A temporary extension has given the Postal Service until November 18, 2011 to pay more than $5.5 billion into the Retirees Health Benefit Fund, and the following week is the deadline for the release of recommendations, if any, from the so-called “super-committee” on the federal budget deficit. Everyone on Capitol Hill knows that the USPS does not have the cash to make the retiree health payment, whether or not the deadline is extended past November, and many in Washington believe that the super-committee could try to cut pensions and other benefits for all federal and postal employees.
Thus, notwithstanding overwhelming support for the Postal Service from the American people, and significant support from Members of Congress for fixing the Postal Service’s current financial woes, Congress is proving once again that it has immense difficulty agreeing to what should be non-controversial or bipartisan proposals.
In the House, the House Oversight and Government Reform Committee passed H.R. 2309 on October 13, demonstrating that it places partisan ideology over practical solutions. The bill is designed to minimize and eventually privatize the Postal Service, and make it into a non-union entity.
Sponsored by Committee Chairman Darryl Issa (R-CA), the bill contains provisions that would force senior employees to retire or be laid off using reduction in force rules, gut existing collective bargaining agreements and make future bargaining inconsequential, reduce delivery to five days, and eliminate both home delivery (replaced by cluster boxes) and Congressional or community input on closings of postal facilities.

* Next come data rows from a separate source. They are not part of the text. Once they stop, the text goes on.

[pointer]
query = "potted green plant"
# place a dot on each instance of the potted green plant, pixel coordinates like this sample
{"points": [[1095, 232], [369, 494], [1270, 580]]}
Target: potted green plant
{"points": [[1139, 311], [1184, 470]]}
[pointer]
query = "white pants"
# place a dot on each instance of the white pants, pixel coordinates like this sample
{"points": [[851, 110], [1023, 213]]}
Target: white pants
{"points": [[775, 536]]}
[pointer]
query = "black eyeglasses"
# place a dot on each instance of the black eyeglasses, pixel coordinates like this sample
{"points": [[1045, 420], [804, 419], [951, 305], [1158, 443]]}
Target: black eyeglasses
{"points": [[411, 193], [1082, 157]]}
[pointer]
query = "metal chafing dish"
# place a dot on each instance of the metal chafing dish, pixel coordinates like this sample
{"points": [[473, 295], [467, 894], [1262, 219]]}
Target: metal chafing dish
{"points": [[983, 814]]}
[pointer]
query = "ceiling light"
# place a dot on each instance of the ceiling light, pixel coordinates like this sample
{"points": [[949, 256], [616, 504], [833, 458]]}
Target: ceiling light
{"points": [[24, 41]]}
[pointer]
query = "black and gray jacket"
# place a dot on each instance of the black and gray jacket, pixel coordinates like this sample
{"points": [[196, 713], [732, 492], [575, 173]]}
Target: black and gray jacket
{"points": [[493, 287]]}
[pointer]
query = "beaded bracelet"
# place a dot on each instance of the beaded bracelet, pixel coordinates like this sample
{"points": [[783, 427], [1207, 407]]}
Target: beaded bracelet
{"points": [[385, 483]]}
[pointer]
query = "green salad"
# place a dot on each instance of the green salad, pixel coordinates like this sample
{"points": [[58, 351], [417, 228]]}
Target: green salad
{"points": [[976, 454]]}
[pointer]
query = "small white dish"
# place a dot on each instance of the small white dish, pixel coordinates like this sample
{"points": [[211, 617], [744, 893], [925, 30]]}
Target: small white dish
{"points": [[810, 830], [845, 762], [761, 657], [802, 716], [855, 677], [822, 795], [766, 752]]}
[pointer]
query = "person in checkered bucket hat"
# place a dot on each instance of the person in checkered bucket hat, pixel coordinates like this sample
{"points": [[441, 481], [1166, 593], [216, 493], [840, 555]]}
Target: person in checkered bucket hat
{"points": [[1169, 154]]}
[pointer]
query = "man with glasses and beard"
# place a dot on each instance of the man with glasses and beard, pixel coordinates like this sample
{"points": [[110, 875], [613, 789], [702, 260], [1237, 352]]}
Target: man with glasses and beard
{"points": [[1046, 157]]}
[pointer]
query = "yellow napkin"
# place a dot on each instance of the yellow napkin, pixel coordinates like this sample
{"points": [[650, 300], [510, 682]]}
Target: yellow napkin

Issa’s aim is to reduce employee wages and benefits in order to “save” the USPS. His bill was supported by the USPS legislative representatives, who have been using this bill as a vehicle for attacking the wages and benefits earned by mail handlers and other postal employees.
All of the Democrats on the Committee voted “no” on many anti-labor provisions and against the entire bill. Several Republicans on the panel expressed some displeasure at the blatant anti-union and anti-democratic provisions included in the bill. Only one Republican on the Committee, however – Todd Platts (R-PA) – voted against the bill.
The next step for H.R. 2309 is for the bill to go to the House Rules Committee, where it most likely will be rubber-stamped, and then go to the House Floor for a final vote. Such action may take place before Thanksgiving.
In the Senate, Senator Tom Carper (D-DE) issued a statement in which he said that the Issa bill was an exercise in partisanship that would not pass the Senate. At the same time, the Senate Committee is planning to mark-up its own bill, which also might contain some unnecessary and unjustified provisions. In addition to the financial well-being of the Postal Service, discussions have been held about five-day delivery, mandating that extra weight be placed on USPS finances during interest arbitration proceedings, and possible reform of workers’ compensation under the Federal Employees Compensation Act. Representatives of the NPMHU have shared our views on each of these crucial issues with the Committee’s members and staff.